—Pondremos a Tore Krekula en busca y captura —les dice Anna-Maria Mella a Sven-Erik Stålnacke, Tommy Rantakyrö y Fred Olsson.
Están reunidos en comisaría.
—Para empezar avisad a los oficiales de guardia en Gällivare, Boden, Luleå, Kalix y Haparanda. Enviad un fax con la lista de todos los vehículos propiedad de la empresa de transportes y de los miembros de la familia.
Su móvil suelta un pitido y Anna-Maria abre el mensaje. Tiene uno en el buzón de voz. Marca el número y lo escucha.
—Mierda —dice.
Los compañeros levantan las cejas con curiosidad.
—Rebecka se ha ido a Piilijärvi para hablar con Hjalmar Krekula. Por lo visto la ha llamado y le ha dicho que quiere confesar.
Marca el número de Rebecka. No contesta.
—¡Cómo puede ser tan insensata! —exclama.
Los compañeros no dicen nada. Anna-Maria mira a Sven-Erik. Puede ver que está pensando en Regla. Si hay alguien insensato, ésa es Anna-Maria.
De pronto la invade un profundo cansancio y desánimo. Intenta mantener intacta la coraza por si Sven-Erik le dice algo, pero se siente expuesta y vulnerable, no tiene fuerzas para cerrar los puños, arremangarse y ponerse en guardia.
«Voy a renunciar al puesto —piensa—. No puedo más. Tendré otro hijo.»

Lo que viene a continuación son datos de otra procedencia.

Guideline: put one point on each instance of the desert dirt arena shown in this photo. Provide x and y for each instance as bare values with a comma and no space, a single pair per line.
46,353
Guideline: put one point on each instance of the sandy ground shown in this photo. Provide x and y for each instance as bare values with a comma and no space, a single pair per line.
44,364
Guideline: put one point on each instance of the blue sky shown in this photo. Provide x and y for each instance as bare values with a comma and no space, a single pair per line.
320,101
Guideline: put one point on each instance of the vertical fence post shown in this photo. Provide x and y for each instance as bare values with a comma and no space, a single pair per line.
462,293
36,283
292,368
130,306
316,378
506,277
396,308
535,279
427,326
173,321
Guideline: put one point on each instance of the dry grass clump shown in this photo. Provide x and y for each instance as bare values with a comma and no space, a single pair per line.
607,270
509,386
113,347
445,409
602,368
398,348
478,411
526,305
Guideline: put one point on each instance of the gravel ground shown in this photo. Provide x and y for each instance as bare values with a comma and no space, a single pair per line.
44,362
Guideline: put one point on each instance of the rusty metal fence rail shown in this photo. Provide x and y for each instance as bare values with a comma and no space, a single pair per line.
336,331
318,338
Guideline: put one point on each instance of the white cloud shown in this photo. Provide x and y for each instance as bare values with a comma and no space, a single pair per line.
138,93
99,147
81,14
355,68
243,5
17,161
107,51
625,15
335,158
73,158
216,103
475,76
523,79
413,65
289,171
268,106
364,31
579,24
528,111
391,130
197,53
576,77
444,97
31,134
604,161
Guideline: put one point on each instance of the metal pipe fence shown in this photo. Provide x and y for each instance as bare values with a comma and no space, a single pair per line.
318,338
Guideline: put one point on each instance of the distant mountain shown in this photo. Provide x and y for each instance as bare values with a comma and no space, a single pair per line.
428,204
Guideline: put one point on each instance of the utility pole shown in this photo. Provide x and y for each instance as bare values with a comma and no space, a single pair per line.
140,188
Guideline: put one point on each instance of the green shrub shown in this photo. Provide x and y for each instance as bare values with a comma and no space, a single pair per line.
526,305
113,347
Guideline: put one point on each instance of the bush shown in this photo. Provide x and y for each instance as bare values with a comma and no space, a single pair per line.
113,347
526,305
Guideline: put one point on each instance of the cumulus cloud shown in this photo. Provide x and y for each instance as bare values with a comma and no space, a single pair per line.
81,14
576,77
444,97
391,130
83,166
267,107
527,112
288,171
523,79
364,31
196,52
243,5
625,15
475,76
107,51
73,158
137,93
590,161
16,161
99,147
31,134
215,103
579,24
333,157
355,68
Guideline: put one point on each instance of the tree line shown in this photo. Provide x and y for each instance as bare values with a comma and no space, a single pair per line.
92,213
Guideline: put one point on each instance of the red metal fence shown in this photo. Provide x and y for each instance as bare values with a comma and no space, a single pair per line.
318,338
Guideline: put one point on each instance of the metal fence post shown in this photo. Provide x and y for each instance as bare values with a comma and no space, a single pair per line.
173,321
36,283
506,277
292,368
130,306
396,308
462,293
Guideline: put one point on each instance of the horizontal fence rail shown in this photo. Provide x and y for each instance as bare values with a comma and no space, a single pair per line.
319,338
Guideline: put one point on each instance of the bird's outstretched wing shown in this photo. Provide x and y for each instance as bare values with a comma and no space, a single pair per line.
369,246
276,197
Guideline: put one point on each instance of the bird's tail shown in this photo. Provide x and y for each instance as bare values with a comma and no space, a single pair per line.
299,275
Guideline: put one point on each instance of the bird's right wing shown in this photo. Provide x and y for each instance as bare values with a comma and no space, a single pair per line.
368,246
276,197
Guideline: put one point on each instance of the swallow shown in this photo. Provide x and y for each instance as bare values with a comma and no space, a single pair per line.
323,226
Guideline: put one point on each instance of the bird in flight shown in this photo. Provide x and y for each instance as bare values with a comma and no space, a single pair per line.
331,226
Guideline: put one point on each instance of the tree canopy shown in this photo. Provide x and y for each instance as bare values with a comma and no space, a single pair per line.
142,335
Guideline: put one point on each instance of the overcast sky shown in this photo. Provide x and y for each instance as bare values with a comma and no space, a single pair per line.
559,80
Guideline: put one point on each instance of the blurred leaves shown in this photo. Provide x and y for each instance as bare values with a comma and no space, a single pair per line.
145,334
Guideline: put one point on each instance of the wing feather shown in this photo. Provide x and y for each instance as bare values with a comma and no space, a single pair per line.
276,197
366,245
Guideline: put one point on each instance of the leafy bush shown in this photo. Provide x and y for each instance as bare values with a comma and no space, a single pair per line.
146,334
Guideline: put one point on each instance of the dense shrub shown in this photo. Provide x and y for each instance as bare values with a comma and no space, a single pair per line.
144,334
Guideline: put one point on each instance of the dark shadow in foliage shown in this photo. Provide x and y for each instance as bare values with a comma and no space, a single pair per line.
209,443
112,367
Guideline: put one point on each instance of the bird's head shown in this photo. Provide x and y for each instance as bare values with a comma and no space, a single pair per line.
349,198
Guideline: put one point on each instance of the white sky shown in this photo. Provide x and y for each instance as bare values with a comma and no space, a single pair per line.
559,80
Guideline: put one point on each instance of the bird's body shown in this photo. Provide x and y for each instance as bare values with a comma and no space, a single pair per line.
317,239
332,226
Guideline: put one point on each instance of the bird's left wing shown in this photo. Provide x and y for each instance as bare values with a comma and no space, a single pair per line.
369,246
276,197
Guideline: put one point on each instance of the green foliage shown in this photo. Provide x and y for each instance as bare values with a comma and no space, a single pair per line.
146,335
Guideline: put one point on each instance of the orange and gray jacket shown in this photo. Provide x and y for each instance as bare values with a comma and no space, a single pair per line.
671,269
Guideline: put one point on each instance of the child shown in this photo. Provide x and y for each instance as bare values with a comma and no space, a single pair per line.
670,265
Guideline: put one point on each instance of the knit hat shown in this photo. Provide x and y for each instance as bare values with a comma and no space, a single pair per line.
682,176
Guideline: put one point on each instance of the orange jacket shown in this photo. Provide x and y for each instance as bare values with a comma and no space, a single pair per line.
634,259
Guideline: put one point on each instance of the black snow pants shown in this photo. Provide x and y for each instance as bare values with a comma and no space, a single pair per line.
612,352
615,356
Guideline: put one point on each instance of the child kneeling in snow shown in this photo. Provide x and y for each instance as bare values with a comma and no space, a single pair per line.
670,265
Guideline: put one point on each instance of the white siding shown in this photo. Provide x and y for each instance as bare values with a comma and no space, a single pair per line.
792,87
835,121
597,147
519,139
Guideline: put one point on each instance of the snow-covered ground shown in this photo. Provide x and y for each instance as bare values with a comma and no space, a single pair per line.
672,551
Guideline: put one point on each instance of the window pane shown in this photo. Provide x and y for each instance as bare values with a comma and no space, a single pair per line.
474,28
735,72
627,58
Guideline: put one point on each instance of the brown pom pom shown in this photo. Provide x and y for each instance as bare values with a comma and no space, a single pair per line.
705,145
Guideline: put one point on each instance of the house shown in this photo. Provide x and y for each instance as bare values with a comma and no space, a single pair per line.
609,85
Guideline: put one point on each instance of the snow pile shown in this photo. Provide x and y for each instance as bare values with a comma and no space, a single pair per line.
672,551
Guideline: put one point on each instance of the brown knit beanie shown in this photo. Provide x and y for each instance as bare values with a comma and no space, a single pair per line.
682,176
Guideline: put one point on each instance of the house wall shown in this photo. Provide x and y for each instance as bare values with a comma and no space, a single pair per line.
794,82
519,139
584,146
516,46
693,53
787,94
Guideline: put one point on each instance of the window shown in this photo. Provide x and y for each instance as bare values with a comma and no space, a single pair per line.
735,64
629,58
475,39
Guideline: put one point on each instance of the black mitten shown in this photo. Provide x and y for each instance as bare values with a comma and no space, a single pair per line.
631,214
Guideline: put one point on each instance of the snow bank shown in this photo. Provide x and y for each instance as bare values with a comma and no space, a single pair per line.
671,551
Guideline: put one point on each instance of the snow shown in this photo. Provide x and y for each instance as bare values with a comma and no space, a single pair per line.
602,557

Apenas pasan unos segundos, pero son más que suficiente para remover toda una serie de cosas. Anna-Maria mira a Sven-Erik. Sven-Erik mira Anna-Maria. Al final, él dice:
—Las cosas son como son y no hay más. Vámonos a Piilijärvi.
Y toda la culpa se desprende de Anna-Maria. Cae como la nieve, se desploma de los tejados en primavera.
«Las cosas son como son y no hay más.» Se refería a Regla.